Now press Ctrl-Alt-F1. You'll be taken to a 'virtual console' (tty1), saying something like this:
Code:
Red Hat Linux release 8.0 (Psyche)
Kernel 2.4.18-19.8.0 on an i686

localhost login:
Type 'root', and enter your root-password.
You'll see something like this:
Code:
Last login: Saturday Jan 26 14:49:51 on tty1
You have mail.
[root@localhost root]#
Warning: 'root' is a power-user/administrator/God on a Linux-system. If you log in as root, the system assumes you know what you're doing. If you don't, there's a big chance you'll screw up your system...

Our first task will be to add a new user called 'test'.
To do this, type:
Code:
[root@localhost root]# useradd -m test
Now we have a user called 'test', but he doesn't have a password yet. To assign a password, type:

Code:
[root@localhost root]#passwd test
New password:
To keep it simple, assign the password 'test' to the 'test'.
The system will tell you the password is too simple: you can ignore that by typing 'test' again and hitting enter.

Attention: this isn't exactly a good password policy. Linux warns you about it, and for the more serious work, you should take Linux' advice.

Now let's test this new user:
Hit ctrl-alt-F2 to open a second virtual console (tty2).
Enter 'test' both as user and password.
You can type whatever command there without having to be affraid to harm your system. From now on, we'll be working with this user.

Summary: you should now have two virtual consoles: tty1 with root logged in, and tty2 with test logged in.

You can go back to X by pressing Ctrl-Alt-F7.

1. Part I. LPI 101.

1.1. Effective use of the Unix command line.

To leave a shell, type exit

Directories.

Once you logged in to Linux, you'll find yourself in your home-directory.
To see what directory you're in, use pwd:
Code:
[test@localhost test]$ pwd
/home/test
Notice that the rootdirectory is known as /
Notice that Linux is case-sensitive: PWD will give you an error.
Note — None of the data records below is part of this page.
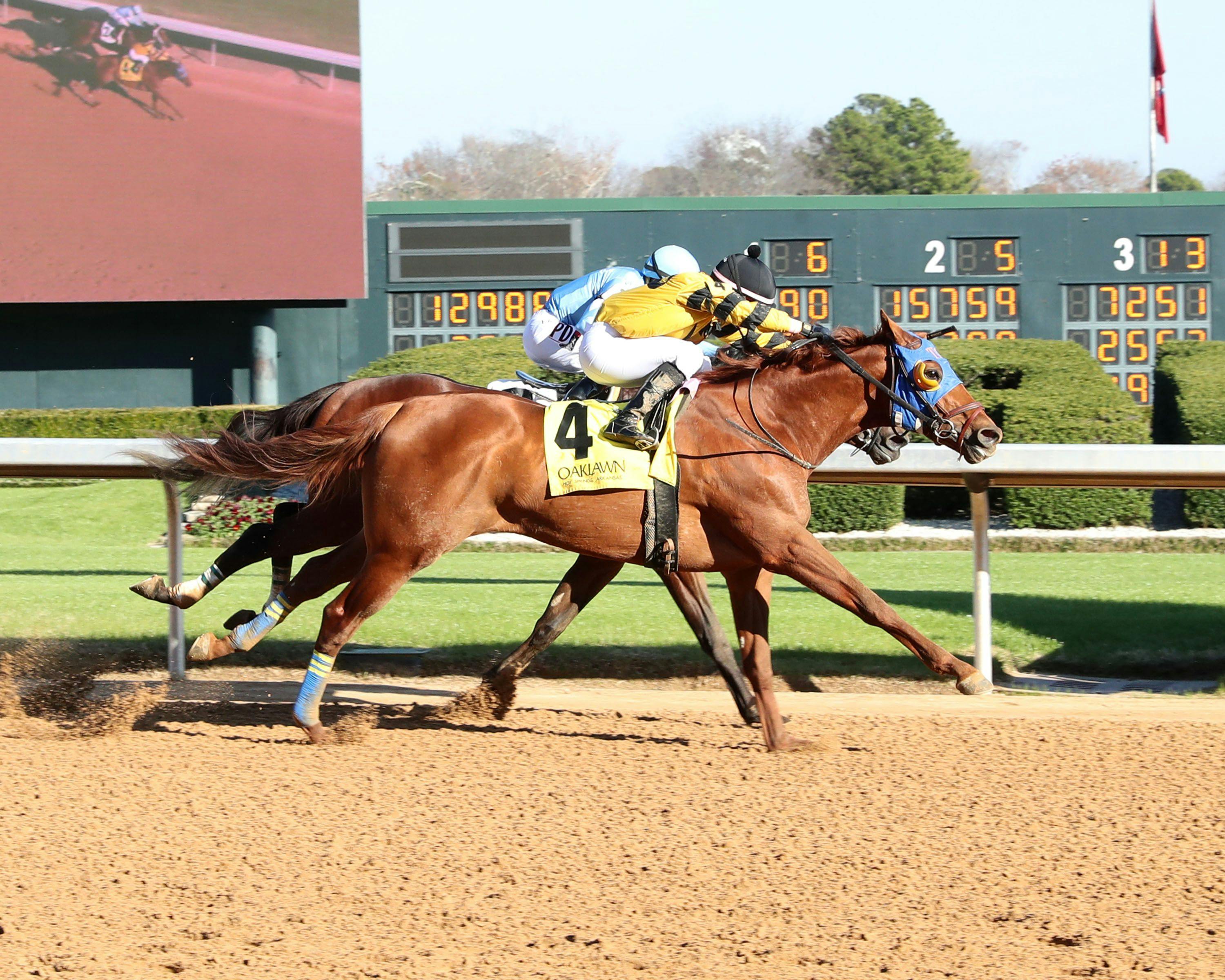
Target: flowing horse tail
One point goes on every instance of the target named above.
(318, 457)
(261, 424)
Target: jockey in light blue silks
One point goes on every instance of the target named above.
(552, 336)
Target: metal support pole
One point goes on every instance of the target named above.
(177, 644)
(1152, 135)
(980, 517)
(264, 367)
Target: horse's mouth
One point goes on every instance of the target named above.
(976, 454)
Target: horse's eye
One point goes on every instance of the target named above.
(928, 375)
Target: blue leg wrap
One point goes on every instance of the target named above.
(312, 693)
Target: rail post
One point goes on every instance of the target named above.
(176, 645)
(980, 520)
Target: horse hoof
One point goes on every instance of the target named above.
(203, 650)
(154, 588)
(822, 744)
(315, 732)
(974, 684)
(239, 619)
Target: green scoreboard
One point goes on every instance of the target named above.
(1120, 275)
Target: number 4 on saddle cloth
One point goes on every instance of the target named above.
(579, 460)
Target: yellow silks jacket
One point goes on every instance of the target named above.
(685, 307)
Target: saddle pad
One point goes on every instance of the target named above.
(579, 457)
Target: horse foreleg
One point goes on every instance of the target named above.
(318, 576)
(750, 590)
(810, 564)
(376, 582)
(495, 694)
(691, 596)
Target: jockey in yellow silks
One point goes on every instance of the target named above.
(651, 335)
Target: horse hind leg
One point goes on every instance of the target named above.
(495, 694)
(693, 598)
(320, 575)
(381, 577)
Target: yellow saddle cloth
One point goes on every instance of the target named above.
(579, 457)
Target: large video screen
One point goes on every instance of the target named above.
(183, 150)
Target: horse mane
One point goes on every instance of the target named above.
(806, 358)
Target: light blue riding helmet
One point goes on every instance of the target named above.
(669, 260)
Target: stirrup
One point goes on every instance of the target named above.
(584, 390)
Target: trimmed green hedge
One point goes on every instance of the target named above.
(1054, 391)
(112, 423)
(1189, 407)
(851, 508)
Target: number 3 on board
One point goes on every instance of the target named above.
(936, 264)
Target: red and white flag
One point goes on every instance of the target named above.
(1158, 71)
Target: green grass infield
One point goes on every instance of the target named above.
(69, 553)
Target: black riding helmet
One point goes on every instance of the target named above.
(749, 276)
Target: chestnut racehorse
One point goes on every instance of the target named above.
(299, 528)
(438, 470)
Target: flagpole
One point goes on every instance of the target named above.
(1152, 134)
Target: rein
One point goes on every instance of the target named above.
(941, 424)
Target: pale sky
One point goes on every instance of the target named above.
(1062, 76)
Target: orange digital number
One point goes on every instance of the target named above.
(1137, 346)
(432, 307)
(817, 259)
(1196, 302)
(789, 301)
(1108, 346)
(1006, 255)
(1137, 303)
(1167, 302)
(819, 305)
(1197, 253)
(1110, 294)
(487, 308)
(516, 305)
(977, 303)
(949, 303)
(1138, 386)
(1006, 303)
(891, 302)
(457, 309)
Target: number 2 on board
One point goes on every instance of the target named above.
(936, 264)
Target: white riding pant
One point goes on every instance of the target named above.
(612, 359)
(550, 343)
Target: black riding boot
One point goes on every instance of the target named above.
(629, 427)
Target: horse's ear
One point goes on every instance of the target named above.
(901, 337)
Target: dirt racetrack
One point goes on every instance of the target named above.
(255, 195)
(983, 840)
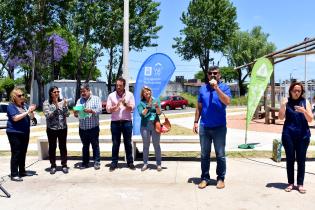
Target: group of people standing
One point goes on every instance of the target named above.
(210, 123)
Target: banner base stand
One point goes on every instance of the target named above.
(246, 146)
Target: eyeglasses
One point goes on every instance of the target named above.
(213, 73)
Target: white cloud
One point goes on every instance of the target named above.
(310, 58)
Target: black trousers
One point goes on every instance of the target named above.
(61, 135)
(295, 150)
(19, 144)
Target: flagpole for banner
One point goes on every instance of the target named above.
(126, 44)
(260, 76)
(246, 146)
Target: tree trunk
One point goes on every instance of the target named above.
(120, 70)
(11, 73)
(110, 69)
(79, 70)
(93, 63)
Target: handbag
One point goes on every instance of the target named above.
(162, 127)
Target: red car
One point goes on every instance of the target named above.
(173, 102)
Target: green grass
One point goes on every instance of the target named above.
(238, 101)
(192, 99)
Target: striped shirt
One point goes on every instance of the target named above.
(121, 113)
(56, 117)
(94, 103)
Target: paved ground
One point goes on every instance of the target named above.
(250, 184)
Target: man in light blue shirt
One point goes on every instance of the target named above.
(213, 98)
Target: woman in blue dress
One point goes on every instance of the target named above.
(296, 133)
(18, 132)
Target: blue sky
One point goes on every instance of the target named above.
(286, 21)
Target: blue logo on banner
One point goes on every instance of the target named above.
(155, 72)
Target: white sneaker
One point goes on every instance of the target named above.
(144, 167)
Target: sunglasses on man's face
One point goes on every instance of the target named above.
(213, 73)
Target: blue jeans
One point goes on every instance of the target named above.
(146, 133)
(117, 128)
(90, 136)
(218, 136)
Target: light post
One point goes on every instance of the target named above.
(126, 43)
(305, 78)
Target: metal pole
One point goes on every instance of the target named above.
(33, 74)
(305, 78)
(126, 43)
(5, 192)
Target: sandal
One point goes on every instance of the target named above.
(301, 189)
(289, 188)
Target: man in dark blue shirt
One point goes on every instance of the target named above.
(213, 98)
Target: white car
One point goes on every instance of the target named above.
(4, 117)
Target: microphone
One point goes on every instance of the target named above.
(213, 80)
(68, 99)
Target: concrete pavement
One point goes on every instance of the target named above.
(250, 184)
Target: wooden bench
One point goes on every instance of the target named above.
(42, 142)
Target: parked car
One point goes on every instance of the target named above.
(104, 107)
(173, 102)
(4, 117)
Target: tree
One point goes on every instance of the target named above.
(209, 26)
(245, 48)
(7, 84)
(83, 21)
(228, 74)
(142, 31)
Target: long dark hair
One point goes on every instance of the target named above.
(292, 86)
(51, 89)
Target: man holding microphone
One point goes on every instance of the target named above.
(212, 101)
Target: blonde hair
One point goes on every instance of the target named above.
(14, 93)
(142, 91)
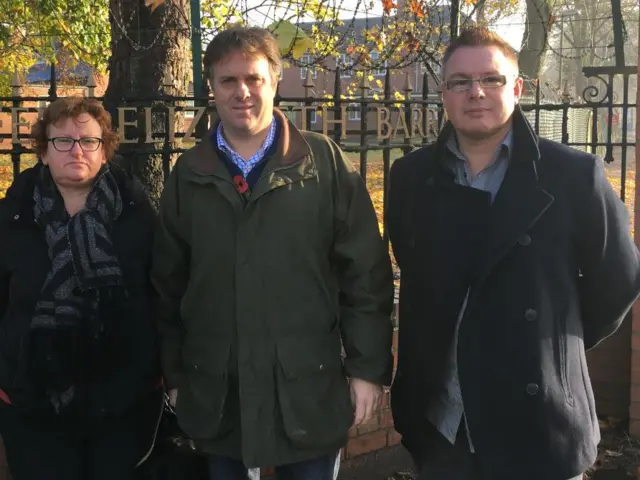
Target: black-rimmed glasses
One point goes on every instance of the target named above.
(465, 84)
(66, 144)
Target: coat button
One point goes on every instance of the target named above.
(524, 240)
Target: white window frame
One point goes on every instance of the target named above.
(346, 65)
(375, 56)
(354, 115)
(306, 60)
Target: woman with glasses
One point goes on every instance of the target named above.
(80, 395)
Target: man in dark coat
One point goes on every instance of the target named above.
(516, 257)
(269, 262)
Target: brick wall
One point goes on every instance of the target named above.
(634, 409)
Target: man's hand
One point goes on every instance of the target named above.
(173, 397)
(365, 397)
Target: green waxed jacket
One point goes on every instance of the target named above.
(261, 294)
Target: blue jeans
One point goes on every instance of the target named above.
(320, 468)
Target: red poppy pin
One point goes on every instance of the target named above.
(241, 183)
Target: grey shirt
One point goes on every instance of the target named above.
(446, 410)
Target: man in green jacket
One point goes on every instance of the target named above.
(269, 265)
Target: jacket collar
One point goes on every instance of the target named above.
(291, 162)
(18, 203)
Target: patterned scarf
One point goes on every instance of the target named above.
(67, 327)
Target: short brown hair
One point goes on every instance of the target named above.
(73, 107)
(250, 41)
(479, 37)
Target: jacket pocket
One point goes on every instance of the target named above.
(313, 391)
(560, 346)
(201, 399)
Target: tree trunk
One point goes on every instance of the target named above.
(534, 41)
(150, 57)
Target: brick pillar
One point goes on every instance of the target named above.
(634, 411)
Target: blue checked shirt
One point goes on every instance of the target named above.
(246, 166)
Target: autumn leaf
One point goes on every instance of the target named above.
(388, 5)
(153, 4)
(416, 7)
Moving to another directory

To go to another directory, use cd
Code:
[test@localhost test]$ cd /
[test@localhost test]$ pwd
/
[test@localhost test]$
cd without options takes you back to your home-directory.

The actual directory

The actual directory in Linux is symbolized by .
Code:
[test@localhost test]$pwd
/home/test
[test@localhost test]$cd .
[test@localhost test]$pwd
/home/test
[test@localhost test]$
So cd . doesn't have any effect. The dot can be handy though. More about that later.

The parent-directory

Apart from . for the actual directory, Linux also knows .., symbolizing the parent-directory.

Code:
[test@localhost test]$pwd
/home/test
[test@localhost test]$cd ..
[test@localhost test]$pwd
/home
[test@localhost test]$
Help!

Code:
[test@localhost test]$man pwd
man pwd (man is short for 'manual') will give you a summary of the pwd-command. Type q to exit the man-page(s).

File overview

ls will give you an overview of present files.
Code:
[test@localhost test]$ls
[test@localhost test]$
As you can see, there are no (visible) files in our test-directory yet.
Code:
[test@localhost test]$ls /
bin dev home lib misc opt root tmp var
boot etc initrd lost+found mtn proc sbin usr
These are the contents of the root-directory.
Notice the home-directory. To see what users are on your system (ie. users who have a home-directory), use ls /home

Invisible files

Invisible files are proceeded by a .. That's the reason you don't see the earlier-mentioned files . and .. with a simple ls.
To see those invisible files, use ls -a:
[quote]
[test@localhost test]$ls -a
. .bash_history .bash_profile .emacs .kde
.. .bash_logout .bashrc .gtkrc
[test@localhost test]$
[/code]

The shell/the environment.

Your prompt is a part of the shell. The shell is a 'buffer' between the user and the rest of the system. The most-used shell on Linux-systems is bash (Bourne Again Shell). Other shells are ksh (Korne Shell), csh (C Shell) en sh (the standard Unix-shell).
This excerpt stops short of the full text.